29th Apr 2012, 11:22
I currently fly Cessna Grand Caravans for an Indonesia air carrier. Some of the work we do requires us to fly over mountainous terrain, where it is not always possible to glide to a safe landing site in the event of an engine failure. A question that has been up for discussion recently is the best course of action in the event of an engine fire, whilst flying over this kind of terrain.
The discussion is regarding how long the PT6 engine should be kept running in the event of an engine fire. It is a well known fact that the firewall in the C208B can protect the cockpit and cabin for up to 20 minutes at very high temperatures, however there are of course other factors to worry about.
So here is the question:
Roughly how long can the engine mounts support the weight/thrust of the engine during an engine fire, before the heat weakens them to the extent that they can no longer support this weight/thrust?
If the engine were to dislodge from the aircraft, it is obvious that the centre of gravity will move so far aft that the aircraft will enter an irrecoverable stall. So it is important that the engine is shutdown before we reach this point, regardless of the terrain below. The question is, how long do we have before we reach this critical point? Can you provide any case studies/evidence to support your claims?
Thanks in advance.
Genghis the Engineer
29th Apr 2012, 12:05
I can only speak in general terms, I don't know the specific design. But, I've overseen a few engine mount designs.

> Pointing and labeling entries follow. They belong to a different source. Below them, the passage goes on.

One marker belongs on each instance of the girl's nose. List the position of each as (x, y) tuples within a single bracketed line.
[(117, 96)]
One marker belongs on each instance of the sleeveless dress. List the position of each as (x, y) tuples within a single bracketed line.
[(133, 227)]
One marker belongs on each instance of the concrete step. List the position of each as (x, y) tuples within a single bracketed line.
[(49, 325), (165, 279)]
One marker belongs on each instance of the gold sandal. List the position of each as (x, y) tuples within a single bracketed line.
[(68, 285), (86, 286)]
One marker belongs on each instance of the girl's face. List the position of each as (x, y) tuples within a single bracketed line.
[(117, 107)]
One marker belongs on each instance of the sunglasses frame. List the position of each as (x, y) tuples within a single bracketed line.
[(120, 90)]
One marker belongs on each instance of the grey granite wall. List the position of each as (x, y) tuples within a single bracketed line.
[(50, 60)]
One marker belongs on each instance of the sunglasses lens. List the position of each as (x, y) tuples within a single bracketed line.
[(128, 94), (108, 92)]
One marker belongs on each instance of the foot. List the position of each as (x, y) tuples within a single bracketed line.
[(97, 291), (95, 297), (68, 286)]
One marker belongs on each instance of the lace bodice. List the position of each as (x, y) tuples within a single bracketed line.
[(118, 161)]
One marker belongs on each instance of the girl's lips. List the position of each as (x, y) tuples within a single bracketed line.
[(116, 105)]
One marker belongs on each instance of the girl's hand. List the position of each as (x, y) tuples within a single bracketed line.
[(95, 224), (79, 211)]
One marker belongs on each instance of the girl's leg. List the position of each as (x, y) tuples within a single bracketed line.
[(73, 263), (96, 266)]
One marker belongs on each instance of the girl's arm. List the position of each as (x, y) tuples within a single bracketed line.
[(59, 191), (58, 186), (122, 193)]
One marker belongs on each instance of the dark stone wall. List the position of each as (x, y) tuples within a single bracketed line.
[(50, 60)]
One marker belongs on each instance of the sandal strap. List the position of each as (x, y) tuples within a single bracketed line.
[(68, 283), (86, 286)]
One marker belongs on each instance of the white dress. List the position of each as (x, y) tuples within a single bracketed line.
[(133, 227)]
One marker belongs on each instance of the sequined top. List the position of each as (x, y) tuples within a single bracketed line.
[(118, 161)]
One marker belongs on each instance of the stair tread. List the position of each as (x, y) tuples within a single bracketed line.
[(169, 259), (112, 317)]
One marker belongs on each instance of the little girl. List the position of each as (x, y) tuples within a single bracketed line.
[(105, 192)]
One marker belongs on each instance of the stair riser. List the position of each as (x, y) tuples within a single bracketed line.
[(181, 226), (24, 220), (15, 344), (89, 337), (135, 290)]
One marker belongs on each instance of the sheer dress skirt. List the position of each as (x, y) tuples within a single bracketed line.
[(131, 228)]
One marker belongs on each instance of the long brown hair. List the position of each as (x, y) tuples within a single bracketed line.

The engine mounts are primarily steel, which is pretty tolerant to fire - but there are rubber or synthetic anti vibration mounts that take out vibration. As they burn through, their ability to vibration damp will steadily degrade and the cockpit environment will get steadily less pleasant until the vibration is horrendous. But, even when they've gone completely, I'd expect the surrounding steel structure to take the thrust loads.
So, my instinctive belief (and that's probably all you'll get since I don't believe this is a certification requirement), is that you should keep the engine running until landing, but expect steadily worsening vibration, which will probably render most of the structure at the front end unfit for future flying, but should keep intact until landing.
Big Pistons Forever
29th Apr 2012, 20:08
The good news is an engine fire is the least likely engine emergency for a PT6 turbine. The only fires I am aware of were a result of massive internal damage which resulted in the engine unable to produce any thrust and in every case went out when the shutdown procedure was carried out and the prop feathered.
One of the traps of discussions on how to deal with emergencies, is too much emphasis is often placed on extremely rare failure modes, at the expense of really getting proficient at dealing with the most likely failure modes. Since ice induced flame outs are probably not a problem in Indonesia, the most likely fail modes involve the engine failing to get enough/any fuel. Those are the ones you IMHO ought to be talking about with your CP and trainers and other Captains.
29th Apr 2012, 21:08
Agree with big pistons.
I have seen engines which a couple of nozzle lines have come off the burning cans and have been pissing fuel into the hot section. We only picked it up after shut down when fuel leaked from the bottom of the engine and vapour could be seen coming out the top.
30th Apr 2012, 01:08
I Also agree with Big Pistons.
I would expect that you would be on fire in a Caravan before enough fire had occurred to jeopardize the engine mount. The engine certainly would have stopped creating trust long before then. Though none of us likes to have to glide a powerplane, the Caravan actually glides fairly nicely with the prop featherd.
It is unlikely in the extreme that you would have a sustained fire after you had shut off the fuel. You'll be flying a whole plane to the ground (and feathered props really don't vibrate too much). As said, I would concentrate on all the other dangers which want to drag you back to earth prematurely...
30th Apr 2012, 01:51
Thanks for your input guys. I have emailed our training department with a summary of what you have said.
30th Apr 2012, 08:21
Your more likely to get a failure due to the operation of the seperator thing than an engine fire.
There doesn't seem to be a standard way of doing this amongst operators of PT6's. I havn't heard of a single in flight engine fire. But I have heard of numerous crashes due to SOP's or stepping outside the SOP's with the seperator. Long term ones where the engine gets shagged with FOD and also crashes after departure when its been changed and an engine failure has occured.